The play is written to be performed simply with two actors seated at a table facing the audience. Aside from that there is no set and no additional physical action required. The play is designed to be performed by both actors “on-book” — that is, script in hand. In this way, this play is theater/ story-telling at its simplest: it is about the words. This is particularly fitting seeing as the play is told through the words that the characters write to each other via letters over the course of their lives. Love Letters was first performed by a group of actors in the late 80s at the off-Broadway Promenade Theatre. It was performed with a new cast each week and only on Sunday & Monday evenings (so actors that were in on-going shows could take part).

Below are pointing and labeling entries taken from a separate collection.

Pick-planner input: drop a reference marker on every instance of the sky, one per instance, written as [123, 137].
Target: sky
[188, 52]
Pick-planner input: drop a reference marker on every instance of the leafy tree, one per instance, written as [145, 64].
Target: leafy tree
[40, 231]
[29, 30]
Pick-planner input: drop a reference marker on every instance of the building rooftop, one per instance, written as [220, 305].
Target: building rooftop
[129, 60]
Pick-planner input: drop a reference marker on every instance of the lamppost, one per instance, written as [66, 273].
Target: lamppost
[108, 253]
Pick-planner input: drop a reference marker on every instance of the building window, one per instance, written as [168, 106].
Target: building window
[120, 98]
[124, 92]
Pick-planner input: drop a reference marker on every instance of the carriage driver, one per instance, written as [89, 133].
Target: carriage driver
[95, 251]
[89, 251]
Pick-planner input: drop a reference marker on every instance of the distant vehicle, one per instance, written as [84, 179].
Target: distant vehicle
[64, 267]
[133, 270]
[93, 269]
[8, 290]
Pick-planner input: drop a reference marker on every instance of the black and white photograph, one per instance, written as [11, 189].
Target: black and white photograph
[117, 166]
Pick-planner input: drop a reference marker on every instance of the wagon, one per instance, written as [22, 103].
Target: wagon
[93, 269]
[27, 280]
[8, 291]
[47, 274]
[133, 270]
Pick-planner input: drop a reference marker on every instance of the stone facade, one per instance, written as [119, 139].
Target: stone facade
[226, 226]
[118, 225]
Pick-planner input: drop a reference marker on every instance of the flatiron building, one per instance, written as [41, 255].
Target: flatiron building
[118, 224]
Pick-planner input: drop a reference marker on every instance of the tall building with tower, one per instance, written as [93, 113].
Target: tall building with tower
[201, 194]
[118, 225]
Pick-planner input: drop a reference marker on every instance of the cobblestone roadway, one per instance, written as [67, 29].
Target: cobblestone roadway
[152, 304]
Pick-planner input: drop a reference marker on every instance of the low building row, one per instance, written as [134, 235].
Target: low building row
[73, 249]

Ms. Peynot wanted to make the play with Mr. Wallace: “Pete, I want to do this, and I want to do this with you.” “So I read it and I said OK. Another initial thought I had when I read it was that both characters in the play are roughly the same generation as my grandmothers. (Also the same generation as the playwright). Too young to have fought in World War II. But old enough to remember it. It occurred to me that this generation really saw a dramatic change in the way people communicate over the last 60-70 years. They remembered before everyone had a telephone, and now they are living in the age of the iPhone. Wow. They saw telegrams, telegraphs, vinyl, letters, fax machines, and everything in between. And not only that, but they used all of these methods of communication. Actively. And shifted with them. That is almost too much for my millennial head to wrap around.” “It occurred to me almost immediately that maybe my grandmothers might relate to these characters. Both of them live in assisted living facilities so I thought: why not reach out to those places and see if we can perform for them?. Because another thing about this generation, as every Broadway producer will tell you: they love the theater. And respect it. So we reached out to Atria Tanglewood on Lynbrook Long Island where my grandmother has recently moved. We were able to perform it there. And we have performed it at two other Atria locations since and we will perform it at two more.”
Now, after the success at the senior housing locations and Mr. Wallace’s apartment they are due to end the production at a private location in Williamsburg on june 20th.
Love Letters premiered in 1988 and was a finalist for the Pulitzer Price for Drama.